Tratávamo-nos com cerimónia. Dr. para aqui e dr. para ali. E
assim foi até chegar a campanha eleitoral das autárquicas 2009.
Intensa e maravilhosa campanha essa, onde ambos nos
empenhamos com uma entrega absoluta.
Nesse Verão, exigiu que o começasse a tratar por tu. Estas
coisas, normalmente são difíceis para mim. Alterar uma forma de tratamento após
tantos anos de cerimónia. Com ele não! Curiosamente foi um processo fácil e
imediato.
Partilhamos muitos momentos, muitas reuniões, muitas
decisões, alguns desacordos, onde sempre respeitou a minha opinião, tendo
frequentemente alterado a sua. De uma maneira cordata, com elevação. Com
humildade e com inteligência.
Fomos ficando Amigos. Amigos sim, porque até as nossas
inquietações e incertezas pessoais fomos partilhando.

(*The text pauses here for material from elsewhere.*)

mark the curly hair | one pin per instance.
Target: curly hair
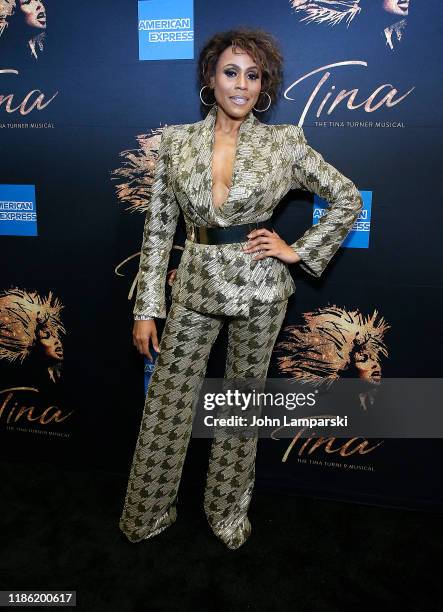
(258, 43)
(7, 8)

Era um Homem Bom o Álvaro!
Preocupado, atento e justo.
Abriu a primeira farmácia da Praia da Vieira, que está na
génese da atual Farmácia Moderna de que era proprietário e Diretor Técnico.

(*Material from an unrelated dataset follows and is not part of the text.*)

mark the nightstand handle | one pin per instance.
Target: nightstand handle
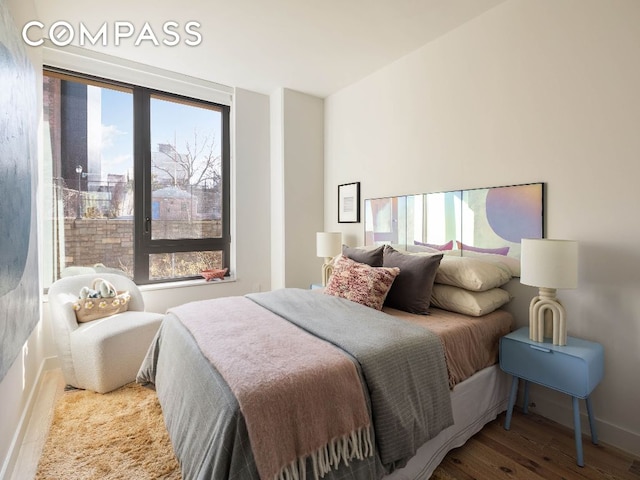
(545, 350)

Grande mecenas do Grupo Desportivo da Praia. Quantas e
quantas receitas foram processadas sem ter recebido dinheiro, apenas porque
sabia que o doente não o tinha para pagar?
A sua farmácia Moderna foi das primeiras a aderir
à Metadona, numa clara manifestação de preocupação com os tóxico dependentes.
Quantas cadeiras de rodas e camas articuladas ofereceu à comunidade marinhense. Sem espavento nem promoção pública?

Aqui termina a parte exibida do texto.